Prompt Engineering
Master the art and science of crafting effective prompts for large language models. Covers foundational patterns, advanced techniques like chain-of-thought and role prompting, structured output formats, and practical strategies for iterative refinement.
Prompt Engineering#
Core Principles#
1. Clarity Over Cleverness#
A clear, direct prompt always outperforms a clever but ambiguous one. State exactly what you want, in what format, and with what constraints. Ambiguity is the enemy of consistent output.
2. Context is Everything#
Models have no inherent context beyond their training data. Every prompt must establish:
- Who the model should be (role)
- What the task is (instruction)
- How to respond (format, tone, length)
- Why the task matters (optional but helpful for complex tasks)

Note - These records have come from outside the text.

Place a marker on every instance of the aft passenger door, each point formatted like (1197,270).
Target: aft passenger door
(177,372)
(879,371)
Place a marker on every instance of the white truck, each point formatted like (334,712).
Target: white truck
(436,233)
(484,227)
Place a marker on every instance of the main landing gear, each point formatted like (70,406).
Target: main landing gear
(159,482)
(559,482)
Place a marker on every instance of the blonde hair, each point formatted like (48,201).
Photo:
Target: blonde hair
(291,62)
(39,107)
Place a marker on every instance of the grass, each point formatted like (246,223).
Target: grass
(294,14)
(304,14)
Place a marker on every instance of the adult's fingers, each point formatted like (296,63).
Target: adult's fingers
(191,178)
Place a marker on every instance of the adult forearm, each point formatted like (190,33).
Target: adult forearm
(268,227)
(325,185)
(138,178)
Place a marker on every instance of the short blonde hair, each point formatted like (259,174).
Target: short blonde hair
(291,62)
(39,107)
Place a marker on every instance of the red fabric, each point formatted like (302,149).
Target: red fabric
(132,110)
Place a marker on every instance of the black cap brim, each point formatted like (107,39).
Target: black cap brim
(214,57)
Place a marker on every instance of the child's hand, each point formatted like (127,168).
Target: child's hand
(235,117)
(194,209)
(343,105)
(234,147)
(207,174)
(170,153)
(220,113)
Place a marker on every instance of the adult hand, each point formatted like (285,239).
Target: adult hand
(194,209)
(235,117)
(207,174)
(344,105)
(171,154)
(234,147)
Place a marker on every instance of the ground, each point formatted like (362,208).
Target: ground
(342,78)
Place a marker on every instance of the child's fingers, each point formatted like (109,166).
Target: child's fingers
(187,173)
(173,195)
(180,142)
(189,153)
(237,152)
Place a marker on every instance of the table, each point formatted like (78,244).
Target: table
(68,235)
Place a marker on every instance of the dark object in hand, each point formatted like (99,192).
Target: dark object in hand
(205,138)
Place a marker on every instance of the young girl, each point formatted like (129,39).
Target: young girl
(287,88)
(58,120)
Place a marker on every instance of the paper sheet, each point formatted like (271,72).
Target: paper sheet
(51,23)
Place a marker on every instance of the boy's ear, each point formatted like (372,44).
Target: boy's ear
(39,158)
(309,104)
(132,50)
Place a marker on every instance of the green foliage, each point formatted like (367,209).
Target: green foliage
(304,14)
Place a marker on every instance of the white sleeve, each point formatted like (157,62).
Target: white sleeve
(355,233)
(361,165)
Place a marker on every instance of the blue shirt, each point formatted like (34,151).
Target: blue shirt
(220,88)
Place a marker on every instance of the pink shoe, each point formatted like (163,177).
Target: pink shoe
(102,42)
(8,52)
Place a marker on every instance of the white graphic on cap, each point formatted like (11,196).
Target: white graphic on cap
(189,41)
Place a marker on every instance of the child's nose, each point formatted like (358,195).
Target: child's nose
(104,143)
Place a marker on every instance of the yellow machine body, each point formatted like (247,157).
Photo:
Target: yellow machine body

3. Iterate, Don't Expect Perfection First Time#
The first prompt is rarely the best. Prompt engineering is an iterative discipline. Each refinement teaches you something about how the model interprets your instructions.
4. Constrain to Liberate#
Paradoxically, more constraints (format, length constraints, guardrails) lead to better outputs. Open-ended prompts invite hallucination and inconsistency.
5. Test Systematically#
Change one variable at a time. Track what works. Build a personal library of prompt patterns that reliably produce good results.
Prompt Engineering Scorecard#
| Level | Characteristics | Typical Output Quality | Refinement Approach |
|---|---|---|---|
| Beginner | Single-sentence prompts, no role definition, no format specification | Inconsistent, often misses the mark, requires manual editing | Trial and error, adds more words hoping for improvement |
| Proficient | Clear instructions, role assignment, basic format constraints, some examples | Mostly correct, occasionally deviates, needs minor edits | Systematic A/B testing, adjusts temperature, adds few-shot examples |
| Expert | Multi-layered instructions, chain-of-thought reasoning, structured output schemas, temperature calibration, guardrails | Highly consistent, follows complex constraints, minimal editing needed | Uses prompt chains, dynamic few-shot selection, automated evaluation, version-controlled prompts |
Self-Assessment Questions#
- Beginner: Do you write prompts like "Write a poem about AI"? If so, you're here.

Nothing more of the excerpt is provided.